L’approccio ai personaggi, la preparazione ai ruoli, i rapporti con i registi, le differenze sul recitare al cinema o in teatro, i suggerimenti per chi vuole intraprendere la carriera di attore (“Tanto studio e tanta dedizione, come per tutte le forme d’arte”).

Sono stati tanti gli argomenti affrontati nel corso dell’incontro, ma una parte rilevante è stata dedicata al suo rapporto con Marco Bellocchio, che lo ha diretto in uno dei suoi ruoli più memorabili, quello di Aldo Moro in “Buongiorno, notte”: “Soltanto con la sua stessa presenza sul set, Bellocchio porta gli attori a fare quello che si deve fare per ottenere un risultato artistico. Prima di ‘Buongiorno, notte’ mi aveva già contattato per altri film ma poi non mi ha preso. Con il film sul rapimento Moro, poi, la mia parte si è addirittura ampliata durante le riprese, rispetto alla sceneggiatura. Con Bellocchio c’era stato una sorta di tacito accordo, per cui io non dovevo imitare Moro ma calarmi nei panni di un prigioniero condannato a morte, solo la frezza bianca riconduceva al personaggio reale”.

Roberto Herlitzka ha raccontato che il momento in cui ha deciso di intraprendere la carriera di attore fu quando, ancora ragazzino, assistette ad un’opera del ‘700 rappresentata al Conservatorio di Torino, la città dov’è nato e cresciuto. “Alla fine dello spettacolo gli attori uscirono in scena per gli applausi e io ne rimasi molto colpito, chissà perché”.

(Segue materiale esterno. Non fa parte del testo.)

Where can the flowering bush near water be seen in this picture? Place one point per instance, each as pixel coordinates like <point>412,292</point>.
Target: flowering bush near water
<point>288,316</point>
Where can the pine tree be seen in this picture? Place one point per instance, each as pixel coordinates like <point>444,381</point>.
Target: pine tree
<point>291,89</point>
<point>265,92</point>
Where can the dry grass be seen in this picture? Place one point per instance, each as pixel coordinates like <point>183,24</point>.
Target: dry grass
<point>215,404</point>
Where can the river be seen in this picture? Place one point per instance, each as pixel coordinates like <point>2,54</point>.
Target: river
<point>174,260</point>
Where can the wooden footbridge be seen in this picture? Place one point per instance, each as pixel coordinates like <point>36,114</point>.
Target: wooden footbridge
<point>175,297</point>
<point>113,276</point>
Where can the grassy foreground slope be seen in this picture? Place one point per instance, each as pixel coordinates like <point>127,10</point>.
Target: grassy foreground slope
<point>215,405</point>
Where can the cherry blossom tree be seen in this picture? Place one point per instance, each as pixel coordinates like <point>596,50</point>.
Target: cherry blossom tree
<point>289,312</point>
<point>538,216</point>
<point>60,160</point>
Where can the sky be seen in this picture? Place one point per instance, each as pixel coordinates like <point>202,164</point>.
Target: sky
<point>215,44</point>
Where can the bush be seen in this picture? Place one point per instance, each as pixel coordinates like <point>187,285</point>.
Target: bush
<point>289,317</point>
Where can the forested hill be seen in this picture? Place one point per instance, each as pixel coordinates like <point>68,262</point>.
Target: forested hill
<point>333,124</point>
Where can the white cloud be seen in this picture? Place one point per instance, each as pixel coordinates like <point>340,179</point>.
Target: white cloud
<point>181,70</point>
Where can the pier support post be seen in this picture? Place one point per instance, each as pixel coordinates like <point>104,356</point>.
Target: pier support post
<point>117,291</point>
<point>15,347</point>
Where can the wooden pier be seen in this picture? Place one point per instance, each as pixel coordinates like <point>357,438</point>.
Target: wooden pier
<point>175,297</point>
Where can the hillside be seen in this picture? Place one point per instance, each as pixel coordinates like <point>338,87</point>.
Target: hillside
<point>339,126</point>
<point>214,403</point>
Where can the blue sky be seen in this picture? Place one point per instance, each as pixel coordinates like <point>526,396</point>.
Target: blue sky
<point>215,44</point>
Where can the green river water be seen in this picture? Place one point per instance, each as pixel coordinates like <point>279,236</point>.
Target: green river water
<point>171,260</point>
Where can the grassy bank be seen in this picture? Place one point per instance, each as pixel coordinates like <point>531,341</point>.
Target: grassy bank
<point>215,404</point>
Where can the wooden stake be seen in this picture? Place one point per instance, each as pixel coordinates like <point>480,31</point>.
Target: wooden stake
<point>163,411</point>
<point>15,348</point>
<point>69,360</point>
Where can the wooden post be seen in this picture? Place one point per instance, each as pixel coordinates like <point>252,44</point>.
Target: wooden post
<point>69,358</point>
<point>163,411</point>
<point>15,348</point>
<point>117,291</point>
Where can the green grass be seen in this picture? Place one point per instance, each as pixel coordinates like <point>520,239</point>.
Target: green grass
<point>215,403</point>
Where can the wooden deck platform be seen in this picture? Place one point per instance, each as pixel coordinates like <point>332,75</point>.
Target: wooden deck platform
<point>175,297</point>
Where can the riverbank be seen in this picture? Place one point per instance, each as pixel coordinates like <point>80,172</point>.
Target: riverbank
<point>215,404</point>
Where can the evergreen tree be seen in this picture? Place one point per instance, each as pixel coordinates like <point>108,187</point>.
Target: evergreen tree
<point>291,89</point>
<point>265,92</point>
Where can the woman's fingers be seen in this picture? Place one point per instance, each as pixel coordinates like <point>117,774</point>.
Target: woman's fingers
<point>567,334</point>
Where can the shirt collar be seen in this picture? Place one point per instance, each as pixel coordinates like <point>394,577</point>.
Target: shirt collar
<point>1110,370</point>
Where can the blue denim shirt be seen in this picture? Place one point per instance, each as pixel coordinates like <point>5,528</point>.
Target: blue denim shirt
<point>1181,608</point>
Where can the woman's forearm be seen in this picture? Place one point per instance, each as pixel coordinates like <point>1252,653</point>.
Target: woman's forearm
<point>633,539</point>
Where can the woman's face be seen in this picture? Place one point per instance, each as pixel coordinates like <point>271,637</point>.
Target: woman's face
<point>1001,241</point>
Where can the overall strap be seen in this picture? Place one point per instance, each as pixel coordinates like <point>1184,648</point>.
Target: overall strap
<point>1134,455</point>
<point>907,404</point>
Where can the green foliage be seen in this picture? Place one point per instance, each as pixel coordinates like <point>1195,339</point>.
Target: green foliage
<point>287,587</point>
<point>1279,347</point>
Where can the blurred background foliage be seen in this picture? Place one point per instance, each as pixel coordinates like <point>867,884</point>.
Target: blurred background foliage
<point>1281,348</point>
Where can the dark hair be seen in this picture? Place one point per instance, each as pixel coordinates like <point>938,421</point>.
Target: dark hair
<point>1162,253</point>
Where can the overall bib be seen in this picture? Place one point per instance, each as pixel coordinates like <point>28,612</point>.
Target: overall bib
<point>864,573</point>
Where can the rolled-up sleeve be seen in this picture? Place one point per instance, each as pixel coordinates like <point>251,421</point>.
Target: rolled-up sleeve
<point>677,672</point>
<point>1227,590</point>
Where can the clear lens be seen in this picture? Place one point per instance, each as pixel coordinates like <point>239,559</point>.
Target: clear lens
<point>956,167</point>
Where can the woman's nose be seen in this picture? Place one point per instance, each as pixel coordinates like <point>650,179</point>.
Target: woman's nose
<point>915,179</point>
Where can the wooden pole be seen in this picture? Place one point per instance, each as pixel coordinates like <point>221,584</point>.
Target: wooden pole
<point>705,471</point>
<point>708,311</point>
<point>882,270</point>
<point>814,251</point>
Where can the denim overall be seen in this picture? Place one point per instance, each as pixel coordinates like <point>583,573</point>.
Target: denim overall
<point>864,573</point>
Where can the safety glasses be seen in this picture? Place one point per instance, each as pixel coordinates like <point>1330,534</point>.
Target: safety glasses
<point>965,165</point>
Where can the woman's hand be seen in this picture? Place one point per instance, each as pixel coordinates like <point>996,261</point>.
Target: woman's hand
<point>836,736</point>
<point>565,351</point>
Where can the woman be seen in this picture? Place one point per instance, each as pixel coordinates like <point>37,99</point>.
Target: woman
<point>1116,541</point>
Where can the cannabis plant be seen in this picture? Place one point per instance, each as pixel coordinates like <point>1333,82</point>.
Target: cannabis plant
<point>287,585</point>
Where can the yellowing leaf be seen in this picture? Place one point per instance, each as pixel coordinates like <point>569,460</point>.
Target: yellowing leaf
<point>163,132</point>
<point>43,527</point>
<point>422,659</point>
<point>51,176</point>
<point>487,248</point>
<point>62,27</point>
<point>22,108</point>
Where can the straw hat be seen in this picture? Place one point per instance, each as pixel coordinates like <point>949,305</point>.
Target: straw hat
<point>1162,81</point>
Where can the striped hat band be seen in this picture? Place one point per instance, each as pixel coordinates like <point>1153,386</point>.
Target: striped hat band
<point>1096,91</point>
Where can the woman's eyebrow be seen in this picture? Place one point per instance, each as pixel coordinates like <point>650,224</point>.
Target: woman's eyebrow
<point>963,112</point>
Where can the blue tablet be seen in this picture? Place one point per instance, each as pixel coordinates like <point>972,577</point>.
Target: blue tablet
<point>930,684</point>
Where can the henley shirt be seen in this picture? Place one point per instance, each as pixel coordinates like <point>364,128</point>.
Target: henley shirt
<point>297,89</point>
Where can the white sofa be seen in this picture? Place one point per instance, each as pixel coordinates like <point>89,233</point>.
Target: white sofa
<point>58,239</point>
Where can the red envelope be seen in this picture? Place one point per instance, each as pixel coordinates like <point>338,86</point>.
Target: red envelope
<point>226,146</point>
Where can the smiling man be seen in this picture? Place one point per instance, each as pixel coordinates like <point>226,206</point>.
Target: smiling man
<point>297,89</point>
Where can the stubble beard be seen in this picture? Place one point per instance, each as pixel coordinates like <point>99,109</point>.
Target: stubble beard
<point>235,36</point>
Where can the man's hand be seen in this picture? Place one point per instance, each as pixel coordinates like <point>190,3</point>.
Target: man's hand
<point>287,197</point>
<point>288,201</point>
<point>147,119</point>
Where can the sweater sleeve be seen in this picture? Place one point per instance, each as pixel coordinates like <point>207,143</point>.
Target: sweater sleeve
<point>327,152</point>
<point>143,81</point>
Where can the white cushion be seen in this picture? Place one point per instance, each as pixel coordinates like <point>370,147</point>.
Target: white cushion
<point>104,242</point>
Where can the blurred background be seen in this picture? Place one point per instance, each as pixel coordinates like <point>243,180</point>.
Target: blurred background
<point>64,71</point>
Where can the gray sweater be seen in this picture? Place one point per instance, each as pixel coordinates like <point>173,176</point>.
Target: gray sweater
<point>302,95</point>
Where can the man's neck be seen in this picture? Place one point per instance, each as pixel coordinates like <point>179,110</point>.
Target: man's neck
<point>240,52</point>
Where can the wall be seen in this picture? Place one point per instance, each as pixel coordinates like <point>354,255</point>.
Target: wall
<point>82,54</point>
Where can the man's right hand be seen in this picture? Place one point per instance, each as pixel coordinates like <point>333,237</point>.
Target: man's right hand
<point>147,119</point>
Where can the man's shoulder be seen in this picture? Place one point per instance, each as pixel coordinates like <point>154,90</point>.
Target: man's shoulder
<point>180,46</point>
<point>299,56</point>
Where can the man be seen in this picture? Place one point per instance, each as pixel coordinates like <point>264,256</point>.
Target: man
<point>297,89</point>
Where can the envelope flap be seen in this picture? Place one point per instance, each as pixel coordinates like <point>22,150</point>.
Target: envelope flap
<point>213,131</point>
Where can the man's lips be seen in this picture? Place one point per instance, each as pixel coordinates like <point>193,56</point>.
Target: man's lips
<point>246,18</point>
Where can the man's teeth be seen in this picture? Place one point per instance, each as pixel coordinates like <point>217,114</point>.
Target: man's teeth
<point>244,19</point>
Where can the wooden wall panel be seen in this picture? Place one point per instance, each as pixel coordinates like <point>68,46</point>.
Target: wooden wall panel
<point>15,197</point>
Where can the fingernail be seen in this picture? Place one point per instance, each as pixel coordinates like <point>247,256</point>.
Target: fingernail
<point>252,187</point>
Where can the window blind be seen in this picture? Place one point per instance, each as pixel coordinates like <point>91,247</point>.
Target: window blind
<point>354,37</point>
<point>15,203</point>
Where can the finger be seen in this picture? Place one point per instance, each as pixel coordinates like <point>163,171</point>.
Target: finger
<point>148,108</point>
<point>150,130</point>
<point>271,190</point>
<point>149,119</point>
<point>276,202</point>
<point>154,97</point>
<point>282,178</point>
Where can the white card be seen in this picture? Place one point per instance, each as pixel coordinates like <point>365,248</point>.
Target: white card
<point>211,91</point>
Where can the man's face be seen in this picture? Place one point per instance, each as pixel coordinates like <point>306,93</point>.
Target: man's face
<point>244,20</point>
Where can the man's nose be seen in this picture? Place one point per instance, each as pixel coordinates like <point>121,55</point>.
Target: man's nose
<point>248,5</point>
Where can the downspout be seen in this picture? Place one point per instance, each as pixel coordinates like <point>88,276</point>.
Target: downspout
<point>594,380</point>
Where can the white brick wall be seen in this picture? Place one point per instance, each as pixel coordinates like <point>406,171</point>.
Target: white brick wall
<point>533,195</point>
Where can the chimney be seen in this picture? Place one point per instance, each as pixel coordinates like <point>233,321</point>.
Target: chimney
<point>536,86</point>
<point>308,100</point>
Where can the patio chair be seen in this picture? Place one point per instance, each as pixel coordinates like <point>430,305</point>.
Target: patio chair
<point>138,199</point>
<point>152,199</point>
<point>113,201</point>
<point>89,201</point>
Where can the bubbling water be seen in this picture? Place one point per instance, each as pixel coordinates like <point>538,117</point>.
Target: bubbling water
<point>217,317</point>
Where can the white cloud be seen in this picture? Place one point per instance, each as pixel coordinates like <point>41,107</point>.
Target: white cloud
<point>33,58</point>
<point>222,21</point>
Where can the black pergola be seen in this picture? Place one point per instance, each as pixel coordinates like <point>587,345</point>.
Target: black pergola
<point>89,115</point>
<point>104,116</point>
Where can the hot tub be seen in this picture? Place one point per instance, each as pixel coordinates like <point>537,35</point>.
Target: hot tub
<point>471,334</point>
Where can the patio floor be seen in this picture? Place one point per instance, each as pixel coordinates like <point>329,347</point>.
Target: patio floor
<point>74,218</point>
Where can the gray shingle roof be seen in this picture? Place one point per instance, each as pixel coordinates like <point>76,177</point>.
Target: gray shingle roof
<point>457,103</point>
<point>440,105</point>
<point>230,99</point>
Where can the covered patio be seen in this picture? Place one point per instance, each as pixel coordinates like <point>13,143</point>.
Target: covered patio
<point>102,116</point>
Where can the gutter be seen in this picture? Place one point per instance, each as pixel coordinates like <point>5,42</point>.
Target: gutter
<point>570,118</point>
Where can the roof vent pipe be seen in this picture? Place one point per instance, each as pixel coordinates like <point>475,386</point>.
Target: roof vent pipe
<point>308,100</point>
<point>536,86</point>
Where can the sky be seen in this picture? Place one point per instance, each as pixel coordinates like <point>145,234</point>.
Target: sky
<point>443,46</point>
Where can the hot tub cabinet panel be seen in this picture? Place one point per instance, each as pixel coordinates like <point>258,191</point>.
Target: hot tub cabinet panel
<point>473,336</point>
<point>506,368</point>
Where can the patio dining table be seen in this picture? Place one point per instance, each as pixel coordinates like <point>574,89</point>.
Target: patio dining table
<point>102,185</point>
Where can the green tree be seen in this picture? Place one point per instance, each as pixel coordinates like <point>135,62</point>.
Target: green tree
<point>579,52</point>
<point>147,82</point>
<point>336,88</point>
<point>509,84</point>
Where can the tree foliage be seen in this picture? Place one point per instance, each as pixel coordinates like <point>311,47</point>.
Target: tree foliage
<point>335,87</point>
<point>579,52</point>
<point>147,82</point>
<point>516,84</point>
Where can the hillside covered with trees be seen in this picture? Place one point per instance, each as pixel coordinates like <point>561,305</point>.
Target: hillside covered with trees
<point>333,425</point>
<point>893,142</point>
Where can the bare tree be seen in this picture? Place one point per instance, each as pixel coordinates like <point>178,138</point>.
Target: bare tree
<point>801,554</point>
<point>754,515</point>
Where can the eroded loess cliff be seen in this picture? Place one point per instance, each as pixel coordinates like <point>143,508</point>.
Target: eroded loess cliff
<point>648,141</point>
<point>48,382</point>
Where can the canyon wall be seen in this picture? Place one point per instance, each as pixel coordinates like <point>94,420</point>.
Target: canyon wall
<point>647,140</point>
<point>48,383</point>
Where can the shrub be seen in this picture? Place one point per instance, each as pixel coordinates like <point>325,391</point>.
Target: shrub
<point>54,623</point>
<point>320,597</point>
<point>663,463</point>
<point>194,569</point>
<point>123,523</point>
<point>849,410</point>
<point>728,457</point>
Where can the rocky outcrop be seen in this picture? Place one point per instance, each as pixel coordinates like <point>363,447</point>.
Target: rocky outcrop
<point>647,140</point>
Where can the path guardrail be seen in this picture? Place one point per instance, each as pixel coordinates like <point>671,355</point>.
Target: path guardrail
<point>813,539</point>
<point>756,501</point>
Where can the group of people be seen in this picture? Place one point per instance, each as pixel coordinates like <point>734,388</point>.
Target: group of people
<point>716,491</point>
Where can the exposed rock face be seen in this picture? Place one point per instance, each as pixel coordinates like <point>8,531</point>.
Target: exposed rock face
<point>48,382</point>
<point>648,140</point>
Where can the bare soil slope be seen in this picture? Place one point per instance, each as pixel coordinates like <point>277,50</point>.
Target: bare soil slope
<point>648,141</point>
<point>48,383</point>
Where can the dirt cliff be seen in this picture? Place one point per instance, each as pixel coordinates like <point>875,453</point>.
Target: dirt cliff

Da allora, ha raccontato, ogni volta che entra in scena per farsi coraggio ripete a sé stesso: “’Io volevo fare l’attore, vivo per fare l’attore’. Non è un fatto scaramantico ma qualcosa di profondo, di molto intimo”.

“Voglio fare l'attore. Vita e teatro di Roberto Herlitzka” è in effetti il titolo di un libro da poco uscito a lui dedicato del quale Fabio Ferzetti ha estrapolato una frase “Io volevo diventare un Divo del Cinema”. “Lo vorrei ancora!”, ha commentato l’attore. Al termine dell’incontro, un gradito regalo agli spettatori con la lettura del racconto “Undici figli” di Franz Kafka, conclusa con un’altra standing ovation.